Efforts in March 2010 to dismiss Feldman and Martin Perry’s charges met with some success, as a North Carolina court threw out charges of civil conspiracy and wrongful termination while allowing charges of breach of contract and violations of the Americans with Disabilities Act to stand trial. (Feldman and Perry did not respond to requests for comment.)
But in the end, it was the Wortley lawsuit that brought the company down. Up until the trial date, the company maintained in a recent SEC filing that the asset purchase agreement “was not a valid contract.” This language represented a departure from a 10-Q filed soon after Wortley’s suit, when Law Enforcement admitted to being “currently in default of this agreement.”

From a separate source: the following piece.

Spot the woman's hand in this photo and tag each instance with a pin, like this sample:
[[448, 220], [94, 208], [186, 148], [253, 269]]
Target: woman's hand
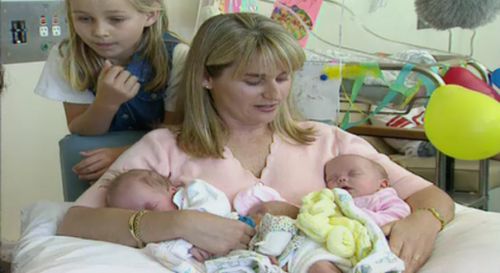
[[215, 234], [412, 238], [199, 254], [115, 85], [96, 162]]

Tony Perry said the company could not elaborate on why the agreement might be invalid.
“The public record is out there for all to see,” Joe Wortley said. “The question is, if you strike a bargain and shake hands and sign a contract, should it be enforced?”
Unfortunately for Law Enforcement, the jury said “yes.” In a short decision rendered just weeks after the trial began, on June 27, 2011, the jury found that Law Enforcement breached the Asset Purchase Agreement. They awarded Wortley $1.1 million in damages.
It was always clear that if the Wortley lawsuit was lost, the company’s meager store of $76,000 cash and $2.5 million in total assets wouldn’t be enough to avoid bankruptcy or worse. In that case, they would need help from Raymond James to maintain operations.
Raymond James representatives wouldn’t comment on their intentions last March, but it turned out that no help was forthcoming. On July 27, Law Enforcement filed for Chapter 11 bankruptcy. They listed debt liability of $1.7 million — most of it owed to Wortley — and assets under $50,000.
As the bankruptcy court process unfolded, the company sued Taser International in November for breaching a purchase contract relating to patents for the failed stun gun project. Meanwhile, Perry and Feldman’s lawsuits, along with the New Prime Holdings surveillance van case, continue to make their way through the court process, representing further potential liabilities.
The legal process drags on, but the company’s functional existence has come to an end. After more than a decade of avoiding the ultimate consequence for decisions that were questionable on business and ethical levels, one of the strangest chapters in regional business history draws to a conclusion — Law Enforcement’s number is finally up.